Poco prima del lago ci soffermiamo sull’isola a goccia formata dal diramarsi del ruscelletto e poi proseguiamo per la piccola banchina. Le statue di Vulcano, Demetra e Ercole ci guardano dall’alto in basso. Alcuni prati erbosi, verdi disseminati da una pioggia di margherite bianche ci fanno venire voglia di correre e stenderci sotto il sole (cosa che facciamo).

Sul lato opposto della banchina vediamo, al di là di un’immensa stesa verde l’elegante Villa Reale, mentre ammiriamo sul bordo del lago alcuni stupendi salici piangenti.In questo punto una terribile tempesta nel 2015 ha abbattuto molti alberi secolari, cambiando l’assetto originale del giardino.Parco della Villa Reale di Marlia

Sotto la Villa del Vescovo scopriamo un piccolo giardino all’italiana, per poi sbucare sul grande prato di fronte alla Villa Reale. Sarebbe stato il luogo perfetto per un pic-nic, se non avessimo già pranzato!

A questo punto seguendo il percorso guidato approdiamo al Ninfeo di Pan, con i suoi giochi d’acqua, alla piscina con gli spogliatoi in stile liberty dove amavano fare il bagno Dalì e Moravia e poi ai giardini moreschi, progettati nel 1924, in cui l’elemento dominatore è l’acqua, oltre alle profumatissime rose.

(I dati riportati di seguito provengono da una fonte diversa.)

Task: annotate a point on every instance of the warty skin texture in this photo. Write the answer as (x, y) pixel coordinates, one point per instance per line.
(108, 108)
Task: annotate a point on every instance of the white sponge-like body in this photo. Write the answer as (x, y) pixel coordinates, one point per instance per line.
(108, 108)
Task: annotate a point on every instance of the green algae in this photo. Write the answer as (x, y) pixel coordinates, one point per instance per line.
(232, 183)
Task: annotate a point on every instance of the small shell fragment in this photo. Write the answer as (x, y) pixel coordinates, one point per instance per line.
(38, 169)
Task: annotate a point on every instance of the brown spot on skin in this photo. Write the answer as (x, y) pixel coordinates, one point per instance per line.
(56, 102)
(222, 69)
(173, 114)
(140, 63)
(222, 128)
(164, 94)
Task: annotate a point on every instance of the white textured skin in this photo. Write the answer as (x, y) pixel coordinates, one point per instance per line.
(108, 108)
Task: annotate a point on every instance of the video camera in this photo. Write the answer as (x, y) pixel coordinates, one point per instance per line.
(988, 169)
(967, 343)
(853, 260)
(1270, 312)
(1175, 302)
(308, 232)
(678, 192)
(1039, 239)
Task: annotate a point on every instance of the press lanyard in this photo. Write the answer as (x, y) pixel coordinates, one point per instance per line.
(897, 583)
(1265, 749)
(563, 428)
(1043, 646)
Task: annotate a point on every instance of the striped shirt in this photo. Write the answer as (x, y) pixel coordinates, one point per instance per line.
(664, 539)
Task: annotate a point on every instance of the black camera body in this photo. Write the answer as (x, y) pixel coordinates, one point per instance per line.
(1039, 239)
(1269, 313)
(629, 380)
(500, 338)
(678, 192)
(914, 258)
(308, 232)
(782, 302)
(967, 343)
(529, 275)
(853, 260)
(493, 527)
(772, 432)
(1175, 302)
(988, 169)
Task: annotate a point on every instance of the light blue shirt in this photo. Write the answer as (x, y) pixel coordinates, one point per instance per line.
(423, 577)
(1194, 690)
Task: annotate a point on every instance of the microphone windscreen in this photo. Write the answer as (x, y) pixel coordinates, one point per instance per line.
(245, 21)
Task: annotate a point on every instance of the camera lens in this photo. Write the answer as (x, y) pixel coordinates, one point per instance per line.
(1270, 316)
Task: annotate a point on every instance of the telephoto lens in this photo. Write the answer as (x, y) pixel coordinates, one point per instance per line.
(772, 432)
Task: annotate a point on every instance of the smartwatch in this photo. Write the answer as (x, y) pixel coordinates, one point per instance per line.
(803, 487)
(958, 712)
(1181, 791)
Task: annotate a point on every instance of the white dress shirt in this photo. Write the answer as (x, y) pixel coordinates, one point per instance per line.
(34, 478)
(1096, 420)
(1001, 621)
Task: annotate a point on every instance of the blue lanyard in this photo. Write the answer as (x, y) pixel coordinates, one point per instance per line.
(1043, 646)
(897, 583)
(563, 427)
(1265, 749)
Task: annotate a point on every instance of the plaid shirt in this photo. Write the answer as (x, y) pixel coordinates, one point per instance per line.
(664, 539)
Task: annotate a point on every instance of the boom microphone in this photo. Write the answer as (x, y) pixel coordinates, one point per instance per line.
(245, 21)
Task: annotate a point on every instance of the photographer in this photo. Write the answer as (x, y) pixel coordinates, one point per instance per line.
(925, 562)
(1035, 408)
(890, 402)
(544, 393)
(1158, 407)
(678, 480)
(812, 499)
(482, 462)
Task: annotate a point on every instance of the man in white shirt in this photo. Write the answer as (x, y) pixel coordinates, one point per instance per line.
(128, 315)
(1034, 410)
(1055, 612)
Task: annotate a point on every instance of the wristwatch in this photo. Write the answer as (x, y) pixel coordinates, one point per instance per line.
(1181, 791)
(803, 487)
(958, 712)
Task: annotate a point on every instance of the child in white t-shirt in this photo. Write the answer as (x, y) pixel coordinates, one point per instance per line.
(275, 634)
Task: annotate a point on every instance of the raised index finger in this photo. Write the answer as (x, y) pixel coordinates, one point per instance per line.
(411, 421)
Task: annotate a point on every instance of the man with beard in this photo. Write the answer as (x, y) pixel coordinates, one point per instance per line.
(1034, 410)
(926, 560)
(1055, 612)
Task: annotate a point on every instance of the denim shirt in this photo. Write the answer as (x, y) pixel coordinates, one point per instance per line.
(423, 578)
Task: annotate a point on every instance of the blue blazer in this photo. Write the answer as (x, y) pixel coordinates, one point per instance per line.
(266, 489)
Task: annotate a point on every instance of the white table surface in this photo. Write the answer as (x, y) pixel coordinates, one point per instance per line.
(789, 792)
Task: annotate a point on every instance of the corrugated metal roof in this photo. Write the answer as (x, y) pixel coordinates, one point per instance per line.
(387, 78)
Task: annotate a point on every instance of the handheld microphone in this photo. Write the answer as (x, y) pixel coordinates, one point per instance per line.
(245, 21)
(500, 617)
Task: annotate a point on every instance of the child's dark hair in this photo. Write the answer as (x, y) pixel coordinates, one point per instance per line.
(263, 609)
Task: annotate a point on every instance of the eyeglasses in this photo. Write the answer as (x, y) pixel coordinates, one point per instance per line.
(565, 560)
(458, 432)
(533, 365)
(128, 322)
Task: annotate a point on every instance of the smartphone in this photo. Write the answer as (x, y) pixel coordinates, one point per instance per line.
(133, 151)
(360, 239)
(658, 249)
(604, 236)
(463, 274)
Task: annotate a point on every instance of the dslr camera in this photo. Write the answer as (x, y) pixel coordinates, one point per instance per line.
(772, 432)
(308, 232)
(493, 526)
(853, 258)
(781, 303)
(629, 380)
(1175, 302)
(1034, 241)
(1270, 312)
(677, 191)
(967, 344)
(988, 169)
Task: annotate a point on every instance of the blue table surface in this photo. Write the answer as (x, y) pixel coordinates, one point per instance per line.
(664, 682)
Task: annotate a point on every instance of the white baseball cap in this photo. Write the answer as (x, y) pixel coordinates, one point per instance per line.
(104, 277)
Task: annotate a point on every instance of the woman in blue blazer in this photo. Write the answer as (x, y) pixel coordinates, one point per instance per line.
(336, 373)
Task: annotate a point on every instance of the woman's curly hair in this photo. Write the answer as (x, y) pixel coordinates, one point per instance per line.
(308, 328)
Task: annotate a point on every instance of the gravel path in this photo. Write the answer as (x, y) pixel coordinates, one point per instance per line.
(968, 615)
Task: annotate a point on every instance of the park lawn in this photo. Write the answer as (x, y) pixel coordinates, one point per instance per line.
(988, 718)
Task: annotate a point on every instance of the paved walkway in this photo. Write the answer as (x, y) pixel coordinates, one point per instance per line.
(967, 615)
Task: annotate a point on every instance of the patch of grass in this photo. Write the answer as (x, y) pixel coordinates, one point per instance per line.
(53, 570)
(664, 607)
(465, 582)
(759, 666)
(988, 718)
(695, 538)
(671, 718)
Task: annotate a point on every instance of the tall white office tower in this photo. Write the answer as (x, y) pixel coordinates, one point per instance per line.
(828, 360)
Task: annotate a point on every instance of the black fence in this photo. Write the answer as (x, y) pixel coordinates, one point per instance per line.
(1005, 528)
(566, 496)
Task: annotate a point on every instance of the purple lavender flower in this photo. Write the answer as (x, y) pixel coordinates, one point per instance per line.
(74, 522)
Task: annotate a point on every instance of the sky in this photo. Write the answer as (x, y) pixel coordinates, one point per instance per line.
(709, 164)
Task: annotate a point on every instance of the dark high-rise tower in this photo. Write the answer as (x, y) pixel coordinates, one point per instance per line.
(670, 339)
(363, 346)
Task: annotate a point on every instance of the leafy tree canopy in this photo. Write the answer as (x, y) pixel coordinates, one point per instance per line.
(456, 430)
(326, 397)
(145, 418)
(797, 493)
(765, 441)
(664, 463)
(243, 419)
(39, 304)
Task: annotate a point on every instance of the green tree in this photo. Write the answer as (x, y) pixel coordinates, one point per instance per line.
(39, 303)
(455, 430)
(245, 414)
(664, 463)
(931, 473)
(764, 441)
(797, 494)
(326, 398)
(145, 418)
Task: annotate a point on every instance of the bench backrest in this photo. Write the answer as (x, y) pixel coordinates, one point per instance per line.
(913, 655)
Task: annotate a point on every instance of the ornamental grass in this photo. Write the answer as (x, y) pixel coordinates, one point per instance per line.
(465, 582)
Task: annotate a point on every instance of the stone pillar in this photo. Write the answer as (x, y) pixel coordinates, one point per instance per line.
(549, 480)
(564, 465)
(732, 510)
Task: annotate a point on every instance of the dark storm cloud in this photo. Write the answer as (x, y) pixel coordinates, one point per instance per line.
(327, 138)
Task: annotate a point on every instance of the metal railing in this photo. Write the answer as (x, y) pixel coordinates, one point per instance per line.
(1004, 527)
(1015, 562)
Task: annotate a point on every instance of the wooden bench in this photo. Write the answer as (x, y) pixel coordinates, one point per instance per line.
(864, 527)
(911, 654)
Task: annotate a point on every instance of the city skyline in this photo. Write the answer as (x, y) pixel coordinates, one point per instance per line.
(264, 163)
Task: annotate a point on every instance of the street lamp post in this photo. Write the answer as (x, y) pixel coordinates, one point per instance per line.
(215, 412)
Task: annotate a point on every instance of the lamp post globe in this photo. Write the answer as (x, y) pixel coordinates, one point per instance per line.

Poco dopo le gigantesche magnolie potate a forma di cono ci accolgono nel Giardino dei Limoni, in fondo al quale, oltre all’ampia peschiera sorvegliata dalle statue di Arno e Serchio, si trova là un ninfeo con Leda e il Cigno.Parco della Villa Reale di Marlia

Lentamente arriviamo ad uno dei due teatri ospitati nella Villa Reale: il Teatro della Verzura, un teatro di siepi di tasso, sul cui palco si trovano le statue in terracotta della commedia italiana: Pulcinella, Colombina e Pantalone. Avendo avuto la fortuna di passeggiare lungo i viali, durante le notti estive degli inizi del XIX secolo avremmo probabilmente potuto sentire il violino di Paganini che spesso si esibiva in questo teatro per la sua grande estimatrice Elisa Bonaparte.

 

Poco dopo, dopo altri begli scorci e sorprese, come la bella Palazzina dell’Orologio, arriviamo al Teatro dell’Acqua, alle spalle della Villa Reale: un tripudio d’acqua e di sculture marmoree.Parco della Villa Reale di Marlia

Purtroppo siamo così arrivati alla fine, dopo tre ore immersi nei profumi e nei colori di questo splendido parco. Passeggiare sui vialetti ghiaiosi, avvolti da tanta bellezza ci è piaciuto tantissimo e consigliamo la visita a tutti. Il parco è ideale per passare una splendida giornata all’insegna del relax, della bellezza e della storia del territorio.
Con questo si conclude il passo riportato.